- As a bisexual man, I always struggled to feel confident about dating.
- Joining a throuple unlocked a world of possibilities and transformed how I saw myself.
As a bi guy, I am, of course, attracted to men and women, but I always felt I had to "pick a side." I love being in a relationship with one person, but there used to be a part of me that felt shut off.
Society puts a lot of unspoken expectations on how men are supposed to act. I felt I had to play a masculine role with a woman and even feared I wasn't "queer enough" to be with a man.
I never knew where I was at. There were different energies inside me that shifted back and forth. Masculine and feminine vied for attention within me, and it was incredibly confusing. So I never knew how to act on dates with anybody.
This led me to feel deeply anxious, dissociated, and alone. That continued until I dated a couple, and we became a throuple.
I was alone in a bar one night and started chatting to a hetero-presenting couple
They didn't stand out to me as attractive. I don't think I'd have noticed them if they'd been by themselves, but there was something strangely enthralling about their energy.
They were super into each other; the guy had his hand around his partner's waist. They were affectionate and tactile. Despite being so interested in each other, they also seemed fascinated by me. I wasn't quite sure how to react.

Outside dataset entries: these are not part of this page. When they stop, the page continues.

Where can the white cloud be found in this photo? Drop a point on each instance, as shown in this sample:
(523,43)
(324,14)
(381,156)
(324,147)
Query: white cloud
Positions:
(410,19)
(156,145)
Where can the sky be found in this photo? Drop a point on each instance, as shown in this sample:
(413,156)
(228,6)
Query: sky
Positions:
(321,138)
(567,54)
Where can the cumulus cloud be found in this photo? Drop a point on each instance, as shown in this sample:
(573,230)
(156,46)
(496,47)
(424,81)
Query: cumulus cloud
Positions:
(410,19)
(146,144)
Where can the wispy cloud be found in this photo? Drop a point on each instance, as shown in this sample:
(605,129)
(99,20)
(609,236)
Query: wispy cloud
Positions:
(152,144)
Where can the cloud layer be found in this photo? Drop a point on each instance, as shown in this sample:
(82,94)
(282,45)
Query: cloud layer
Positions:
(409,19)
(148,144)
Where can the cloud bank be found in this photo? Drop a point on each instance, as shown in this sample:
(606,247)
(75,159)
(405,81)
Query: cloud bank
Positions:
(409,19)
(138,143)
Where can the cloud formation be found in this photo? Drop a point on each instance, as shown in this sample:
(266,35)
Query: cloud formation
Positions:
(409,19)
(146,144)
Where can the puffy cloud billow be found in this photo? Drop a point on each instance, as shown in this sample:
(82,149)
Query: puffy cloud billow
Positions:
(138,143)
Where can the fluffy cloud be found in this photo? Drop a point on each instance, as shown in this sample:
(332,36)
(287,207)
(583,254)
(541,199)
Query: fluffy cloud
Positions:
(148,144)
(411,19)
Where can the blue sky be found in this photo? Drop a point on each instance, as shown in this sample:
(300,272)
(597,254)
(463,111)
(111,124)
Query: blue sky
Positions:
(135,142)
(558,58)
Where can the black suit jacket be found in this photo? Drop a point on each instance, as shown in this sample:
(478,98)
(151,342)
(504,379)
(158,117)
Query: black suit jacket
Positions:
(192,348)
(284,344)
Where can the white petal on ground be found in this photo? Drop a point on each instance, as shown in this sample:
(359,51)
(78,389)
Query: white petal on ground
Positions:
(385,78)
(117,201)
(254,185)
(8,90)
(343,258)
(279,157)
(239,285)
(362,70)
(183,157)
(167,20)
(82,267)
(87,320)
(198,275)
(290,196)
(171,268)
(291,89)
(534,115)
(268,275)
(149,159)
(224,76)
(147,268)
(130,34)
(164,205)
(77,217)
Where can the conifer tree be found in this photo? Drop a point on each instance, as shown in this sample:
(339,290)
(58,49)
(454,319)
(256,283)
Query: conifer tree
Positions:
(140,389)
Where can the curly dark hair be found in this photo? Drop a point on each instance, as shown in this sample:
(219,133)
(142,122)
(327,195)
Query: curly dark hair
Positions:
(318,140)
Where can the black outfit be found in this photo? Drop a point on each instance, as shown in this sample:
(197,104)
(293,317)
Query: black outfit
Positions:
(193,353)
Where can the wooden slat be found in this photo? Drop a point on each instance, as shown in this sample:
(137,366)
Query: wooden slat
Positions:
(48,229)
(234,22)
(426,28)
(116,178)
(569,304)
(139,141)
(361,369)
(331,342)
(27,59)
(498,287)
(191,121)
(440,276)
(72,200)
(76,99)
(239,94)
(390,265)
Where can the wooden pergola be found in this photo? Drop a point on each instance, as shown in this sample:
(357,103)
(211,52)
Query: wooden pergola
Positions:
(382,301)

At first, I thought the man was hitting on me. I wondered whether he was gay and disrespecting his partner, but then I noticed that she was flirting with me as well.
A lifetime of hetero-monogamous social conditioning had left me woefully unprepared for this situation. I went into a state of "bi panic," not knowing how to respond. Normally, with a girl, I would react in a certain way — there would be rules to follow — and the same for a guy. But this was uncharted territory.
Then it dawned on me: What if there was no "set way" to be at all? This moment changed my life profoundly. Instead of filtering myself to fit with either of them, I let go and simply allowed my instinct to take the lead.
For the first time as a queer person, I trusted myself completely. There were no rules, no norms, no expectations in our throuple. It was like being a kid in a candy store. Masculine and feminine energies flowed back and forth between us like a game of pingpong; it was life-changing.
We met several times and had the most mesmerizing experiences together
Sometimes they both paid me attention, putting me in control. To feel a sense of playful dominance over both a man and a woman felt phenomenal.
Other times they would take the lead, allowing me to rest into an almost infantile submission. I felt safe and protected between these strong masculine and feminine figures.
Sometimes both of us men would envelop the female in our arms. Watching her enjoy this was electrifying. Other times we would both be submissive to her. This role reversal broke apart so many of the restrictive structures that had kept me trapped for so long.
Following this, I had dates with other couples, which were similarly mind-blowing. It's some of the best sex I've ever had. It opened up so many parts of me that I never knew existed.
These experiences have taught me that the roles I play in life are not restricted by my body or gender
That first couple I dated for a few months opened my eyes to the diversity and variety of human interaction. It's all out there to enjoy.
Above all, dating couples has made me feel like a whole human being. I know I'm desirable, worthy, and valid just as I am — without playing a set role. This is something that I carry in my heart every day.
Now whenever I meet someone — of any gender — I remember that beautiful moment all those years ago. I let my body feel the energy and guide me to wherever it wants to go.